Table Of Contents

Previous topic

CUDA Module Introduction

Next topic

Data Structures

Initalization and Information

cuda::getCudaEnabledDeviceCount

Returns the number of installed CUDA-enabled devices.

C++: int cuda::getCudaEnabledDeviceCount()

Use this function before any other CUDA functions calls. If OpenCV is compiled without CUDA support, this function returns 0.

cuda::setDevice

Sets a device and initializes it for the current thread.

C++: void cuda::setDevice(int device)
Parameters:
  • device – System index of a CUDA device starting with 0.

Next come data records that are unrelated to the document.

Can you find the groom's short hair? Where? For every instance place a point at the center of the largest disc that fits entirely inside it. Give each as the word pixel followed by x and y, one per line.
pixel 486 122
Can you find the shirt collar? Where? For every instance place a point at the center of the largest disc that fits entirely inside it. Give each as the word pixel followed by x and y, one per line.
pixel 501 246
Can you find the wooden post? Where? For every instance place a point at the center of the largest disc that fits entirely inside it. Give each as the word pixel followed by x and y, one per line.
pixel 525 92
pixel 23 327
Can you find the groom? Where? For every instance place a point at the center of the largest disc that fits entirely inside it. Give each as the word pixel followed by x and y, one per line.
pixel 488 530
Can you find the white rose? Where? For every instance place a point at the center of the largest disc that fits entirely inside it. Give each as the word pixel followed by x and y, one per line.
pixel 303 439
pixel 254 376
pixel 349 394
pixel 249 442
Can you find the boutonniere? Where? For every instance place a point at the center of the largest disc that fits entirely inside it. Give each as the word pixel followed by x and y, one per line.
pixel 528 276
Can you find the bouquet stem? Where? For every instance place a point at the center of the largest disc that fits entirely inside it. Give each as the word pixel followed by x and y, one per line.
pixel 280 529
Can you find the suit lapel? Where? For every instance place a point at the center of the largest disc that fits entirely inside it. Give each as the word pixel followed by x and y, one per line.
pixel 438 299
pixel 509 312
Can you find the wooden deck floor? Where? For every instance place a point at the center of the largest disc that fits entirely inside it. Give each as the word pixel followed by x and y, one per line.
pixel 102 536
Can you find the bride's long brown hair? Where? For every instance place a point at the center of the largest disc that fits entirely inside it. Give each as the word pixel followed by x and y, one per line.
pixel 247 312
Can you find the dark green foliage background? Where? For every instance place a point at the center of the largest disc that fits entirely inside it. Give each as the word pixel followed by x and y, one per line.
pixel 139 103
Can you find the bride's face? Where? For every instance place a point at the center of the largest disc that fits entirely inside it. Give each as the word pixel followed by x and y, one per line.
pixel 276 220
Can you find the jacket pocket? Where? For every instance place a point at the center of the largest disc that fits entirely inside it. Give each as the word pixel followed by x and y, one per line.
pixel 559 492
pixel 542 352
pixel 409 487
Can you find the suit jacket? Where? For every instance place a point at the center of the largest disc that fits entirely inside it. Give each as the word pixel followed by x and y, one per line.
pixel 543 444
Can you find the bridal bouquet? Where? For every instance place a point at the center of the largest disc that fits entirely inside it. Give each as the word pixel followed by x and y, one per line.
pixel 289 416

If the call of this function is omitted, a default device is initialized at the fist CUDA usage.

cuda::getDevice

Returns the current device index set by cuda::setDevice() or initialized by default.

C++: int cuda::getDevice()

cuda::resetDevice

Explicitly destroys and cleans up all resources associated with the current device in the current process.

C++: void cuda::resetDevice()

Any subsequent API call to this device will reinitialize the device.

cuda::FeatureSet

Enumeration providing CUDA computing features.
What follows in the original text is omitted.